Abstract

The article considers a special ritual behavior – grabbing meat, which was an integral part of the animal sacrifice rite on Elijah’s Day of the village Noshul of Priluzsky district of the Komi Republic until the 1930s, and also determines the role of the “grabbing meat” motif in the modern oral local tradition. Based on an analysis of ethnographic materials, it was revealed that grabbing meat was a kind of ritual element of summer vow holidays with the sacrifice of animals not only in the village Noshul, but also in certain areas of Karelians and Northern Russians. Considering it in a number of other unusual ways of distributing sacrificial meat, such as throwing it from the roof of a building and issuing it through a church fence, makes it possible to compare ritual behavior with fights and fist battles of rural patronal holidays.
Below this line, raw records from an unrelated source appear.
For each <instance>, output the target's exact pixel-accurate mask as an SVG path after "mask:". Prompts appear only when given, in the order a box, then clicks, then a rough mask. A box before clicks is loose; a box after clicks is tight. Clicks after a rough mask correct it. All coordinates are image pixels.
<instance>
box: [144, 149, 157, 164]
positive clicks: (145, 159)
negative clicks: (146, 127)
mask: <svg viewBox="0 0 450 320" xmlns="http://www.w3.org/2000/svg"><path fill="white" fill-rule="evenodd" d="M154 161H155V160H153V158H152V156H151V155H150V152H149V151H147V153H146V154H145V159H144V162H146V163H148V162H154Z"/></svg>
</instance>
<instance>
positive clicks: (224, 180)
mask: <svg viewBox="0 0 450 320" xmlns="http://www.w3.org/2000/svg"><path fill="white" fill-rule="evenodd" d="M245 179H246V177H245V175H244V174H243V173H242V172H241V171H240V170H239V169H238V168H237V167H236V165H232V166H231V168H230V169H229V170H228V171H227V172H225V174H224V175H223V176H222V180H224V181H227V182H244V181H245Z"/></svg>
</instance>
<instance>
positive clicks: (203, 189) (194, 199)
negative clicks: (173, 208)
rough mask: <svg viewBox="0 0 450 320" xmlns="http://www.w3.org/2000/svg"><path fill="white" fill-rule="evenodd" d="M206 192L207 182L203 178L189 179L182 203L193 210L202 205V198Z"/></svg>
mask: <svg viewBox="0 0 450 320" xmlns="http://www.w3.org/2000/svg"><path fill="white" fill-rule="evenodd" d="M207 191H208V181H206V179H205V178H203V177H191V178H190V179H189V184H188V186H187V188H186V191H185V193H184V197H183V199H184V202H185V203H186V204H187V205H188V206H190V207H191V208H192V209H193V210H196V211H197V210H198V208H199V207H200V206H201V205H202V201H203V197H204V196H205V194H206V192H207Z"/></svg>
Grabbing meat adds to the ritual of sacrificing an animal “strangeness”, “casus”, so that information about the sacrifice is preserved in oral tradition. The analysis of the content and form of oral stories recorded during the folklore and ethnographic expedition in 2006 allows the author to conclude that the collective memory retains not the story of the sacrifice on Elijah’s Day, but a fixed expression – “grab Elijah’s Day meat”, which becomes the plot-forming motif of narratives about Elijah’s Day. The language form of expression provides a relationship with Elijah’s Day and leads to annual updating, which creates the conditions for the motif preservation and translation in the local oral tradition.